Halduse nehirleri arasında bir yerde, büyükbabası onu küçük, hafifçe basık kırmızımsı bir "kemere" götürdü; burada sarmal bir geçidin arkasında geceyi geçirdikleri birçok metal oda vardı. Büyükbabanın temin ettiği gibi, en şiddetli donlarda bile, yazın olduğu gibi sıcaktırlar.

Bu, savaş sonrası yıllarda diğer eski zamanlayıcılar tarafından da dile getirildi. Şimdi o yerde büyük bir höyük var, birkaç yerde boyalı taşlarla çevrili ve radyoaktivite işaretiyle işaretlenmiş.

“Ataları yüz yıldan fazla buralarda dolaşan yaşlı bir Evenk avcısı ile tanıştık.

ufologlar söylüyor.

“Ayrıca patlamalar hakkında bir şeyler duydu: önce, toz bulutlarıyla birlikte yerden bir ateş sütunu gökyüzüne doğru patlar, sonra toz, içinden yalnızca kör edici bir ateş topunun görülebildiği yoğun bir buluta dönüşür.

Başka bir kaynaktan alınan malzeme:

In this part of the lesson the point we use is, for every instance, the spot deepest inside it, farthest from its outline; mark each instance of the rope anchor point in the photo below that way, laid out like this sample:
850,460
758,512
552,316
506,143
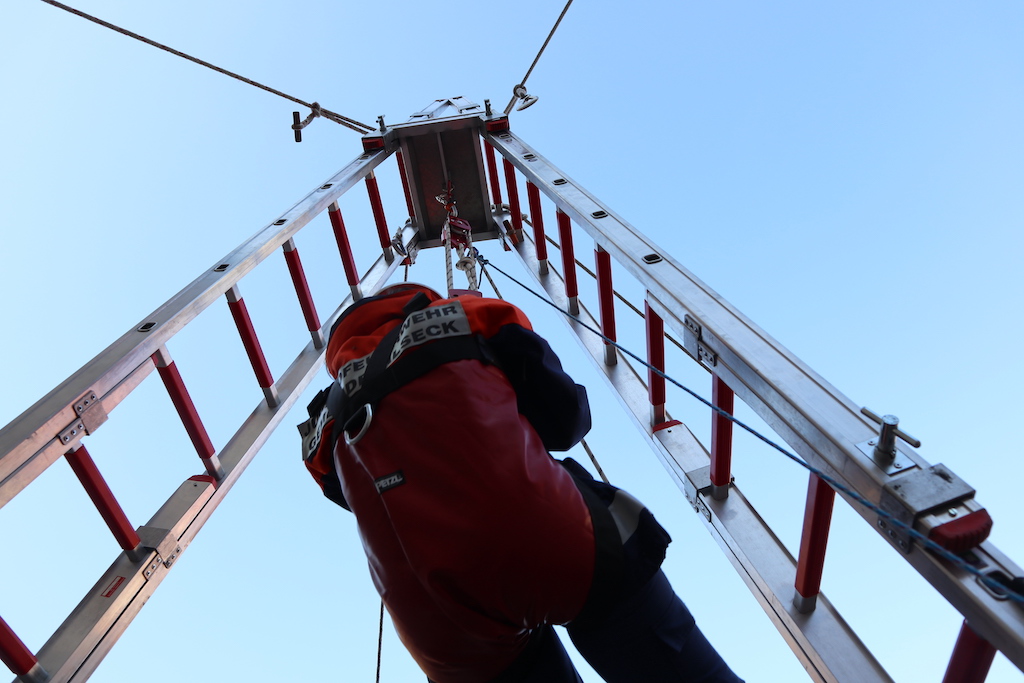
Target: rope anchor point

Buna korkunç bir gürleme ve delici bir ıslık eşlik ediyor ve arka arkaya birkaç gök gürültüsünden sonra, göz kamaştırıcı bir flaş takip ediyor, kelimenin tam anlamıyla etrafındaki her şeyi yakıyor, sağır edici bir patlama duyuluyor ve ağaçlar düşüyor, kayalar çöküyor ve daha fazla bir yarıçapta çatlıyor. 100km!..

Sonra çok karanlık ve soğuk olur, böylece yangınlar bile söner ve kömürleşmiş dallar donla kaplanır.

Ayrıca, Nyurgun Booturv ile Ataratak arasındaki bölgede bir yerde, yerden gözetlemeler yapıldığını söyledi. "çok büyük" üçgen demir mızrak, ve Khelugir arasında bir demir delik var ve içinde "demir giysiler içindeki ince siyah tek gözlü insanlar" yatıyor ve Tong Duuraie yolu boyunca çok uzak olmayan Ottoamokh nehri akıyor. "üç gülen uçurum" her şeyin iz bırakmadan kaybolduğu.

Sonuç olarak, şimdiye kadar hiç kimsenin garip nesnelerden en az birini bulmak ve incelemek için ciddi girişimlerde bulunmadığını not ediyoruz, çünkü bu alan Yakut ölçeğine göre bile geniş ve geçilmesi son derece zor - katı tıkanıklıklar, marslar, bataklıklar .. .

G. Kolodin'in jeolojik partisinin keşfedilen “mağarayı” sadece bulmakla kalmayıp, aynı zamanda yeterince ayrıntılı olarak tanımlaması da şans eseriydi.